Gods, he misses them so much and it's so much more apparent now that he has Marco. Marco, who died when they were kids and he doesn't understand...anything.

"Jean?"

Marco's sitting up now, frowning slightly, concern evident on his freckled face. Jean realizes, rather belatedly, that he probably when from amused to melancholy and silent, and stayed that way far longer than he meant to.

"I'm fine," he lies. Pauses. "Do you think, maybe, that the others..." He isn't able to finish. Isn't able to even breathe the hope that he's been harboring since he woke up, since he found Marco.
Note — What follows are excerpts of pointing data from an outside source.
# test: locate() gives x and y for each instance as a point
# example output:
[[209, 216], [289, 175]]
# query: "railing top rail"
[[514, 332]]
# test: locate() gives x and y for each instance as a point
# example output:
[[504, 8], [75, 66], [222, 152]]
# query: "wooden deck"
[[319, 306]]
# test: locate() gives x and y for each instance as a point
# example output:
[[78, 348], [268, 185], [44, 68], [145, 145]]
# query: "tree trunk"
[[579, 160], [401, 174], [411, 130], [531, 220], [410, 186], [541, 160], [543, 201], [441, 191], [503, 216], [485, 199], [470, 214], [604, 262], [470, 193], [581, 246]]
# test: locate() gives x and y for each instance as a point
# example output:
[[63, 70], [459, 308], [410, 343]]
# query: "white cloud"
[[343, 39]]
"The others?" Marco queries, soft and concerned. He looks older than he should, Jean muses, and supposes he does too. They're thirteen in this life. Jean, what, what, thirty-five when he died? He's a good twenty years older than his best friend and - he doesn't know how to deal with this. He's too young for the methods of stress control he perfected back in the Walls. Marco probably wouldn't be cool with that anyway; he didn't live through the events that made casual sex with a willing partner acceptable. Common. Expected. "Jean?"

Jean catches his breath, holds it until the anxiety recedes and he can look at Marco without swearing or yelling or blushing because he's forty-eight fucking years old and he nearly had a panic attack over something he's been dealing with for thirteen years.

"Yeah, I'm fine," Jean lies again. Marco smiles at him, a little condescending, but lets it go. Jean takes a fortifying breath and rushes to finish his thought, "Do you think the others came back, too?"

Marco blinks at him for several minutes. "Well," he says finally, "if they did, the best way to find them would be the internet."

"But the Wall Seekers-"

"If we phrase things right..."

They crowd around Jean's computer, pulling up pages and sites and lines of code that Jean can't tell heads or tails of but apparently Marco can read.